Each day I am more impressed with these sisters and their work. I recall a Bible passage about the worth of a woman. In Proverbs 31:10 it says, “A wife of noble character who can find? She is worth far more than rubies.” These women are celibate, but I believe that in the Catholic Church, when a nun makes her vows, she becomes a bride of Christ. So, these Sisters are also, in a way, wives. They are beautiful gems, and I find them models of what I admire in a woman. I find myself calling them rubies – rubies who have chosen to live in the rubble near the rubbish heap.
Sometimes I wander into the dining room and discover a sister or two working in the kitchen. They’re often humming pretty songs, which I assume are Egyptian songs worshipping God.
One day when I was in the dining room I showed them that I had Egyptian worship music in my computer – music from a group called “Better Life“. “Oh, I know that group!” they all exclaimed. Since then, when I come into the dining room to check and write emails, they ask to hear the music, and then translate the lyrics for me. Sister Marina even owns the same CD as I, and Sister Elleria sings a song for me. What a beautiful voice she has, and how lovely these songs are.
Each day they overturn assumptions I had made the day before. Now I know that the entry to the convent is filled with sand piles because they need the sand for laying the terracotta tiles. There are plans to turn the garden I thought was so messy into a little paradise. Parts that look as though they are randomly lying around, are actually there for a reason.

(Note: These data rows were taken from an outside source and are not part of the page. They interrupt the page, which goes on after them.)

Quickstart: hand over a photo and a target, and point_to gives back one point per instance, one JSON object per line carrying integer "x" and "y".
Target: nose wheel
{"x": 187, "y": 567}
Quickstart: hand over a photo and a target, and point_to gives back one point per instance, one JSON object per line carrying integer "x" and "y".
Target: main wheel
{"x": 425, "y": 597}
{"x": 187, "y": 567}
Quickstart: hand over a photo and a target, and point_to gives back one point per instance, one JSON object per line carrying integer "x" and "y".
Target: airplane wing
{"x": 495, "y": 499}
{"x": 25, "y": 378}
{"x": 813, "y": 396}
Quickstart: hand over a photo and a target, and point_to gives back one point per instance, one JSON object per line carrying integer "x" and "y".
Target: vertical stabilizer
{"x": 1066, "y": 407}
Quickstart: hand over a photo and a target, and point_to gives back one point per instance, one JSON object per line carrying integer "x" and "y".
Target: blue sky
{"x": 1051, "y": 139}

The washing machine I thought had been discarded into and defacing the garden was placed there because it is next to where the handicapped children live. These children are helping to load trucks with things like the washing machine, as well as the wheel chairs now sitting in the parking lot, for repairs. They are helping load lumber and furniture onto trucks for delivery to a new school/dormitory the Salam center is opening. Nothing is wasted here – not the gifts of the handicapped children, and not the leftovers from the meals. Sister Mariem’s dog gets all the chicken bones. I thought dogs couldn’t eat chicken bones, but this dog does, and is not harmed.

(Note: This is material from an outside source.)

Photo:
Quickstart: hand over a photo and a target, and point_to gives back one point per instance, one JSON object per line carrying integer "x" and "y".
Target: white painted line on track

It seems I am not harmed from the food either. I tried a little rucola the other day, and my stools were fine afterward, so I’ve been increasing my intake of raw vegetables. I’m still in the best of health. At breakfast I look at all the food in the garbage and ask if this is for compost. No, it’s for the chickens. You have chickens here? I ask. Oh, yes, they’re Sister Mariem’s chickens. I ask to see them.
I am ushered outside to a dilapidated building, where the chickens are kept. We have delicious eggs nearly every day here. Turns out these eggs are from Sister Mariem’s chickens. So I ask Sister Mariem, whose English is the best of anyone’s here, if the garden is organic. “Oh, yes,” she answers. “We don’t use any chemical fertilizer on the garden.” I found out that the tap water is safe, just unpalatable. So the food here is also safe for Westerners to eat.
One day Sister Ologaya shows me the garden. We discuss the names for herbs and vegetables. Sometimes her English fails her, and she resorts to French. Either way, I’m learning so many new words for these things, I can’t keep track of them all, although I write down and practice new words every day. Green beans, fava beans, lettuce, cabbage, rucola, molokhaya (the vegetable that tastes like slimy spinach), mint, sage, onions, mango, date and orange trees, and more. She leads me to a stall, where I discover a beautiful young cow and a goat. They plan to inseminate them so that next year they can have their own fresh milk. Knowing the sisters, they’ll probably find a nice male cow somewhere and put the two cows together. The cats have the run of the garden. My first day I discovered a cat resting on one of the chairs in the dining room.
I love this place that converts old apartments into chicken stalls, old hospitals into schools, and lets cats run around the dining room. I find myself, for the first time, wholeheartedly accepting a Christian community. I feel like I belong here, and that I want to belong to these women who are so full of love and joy.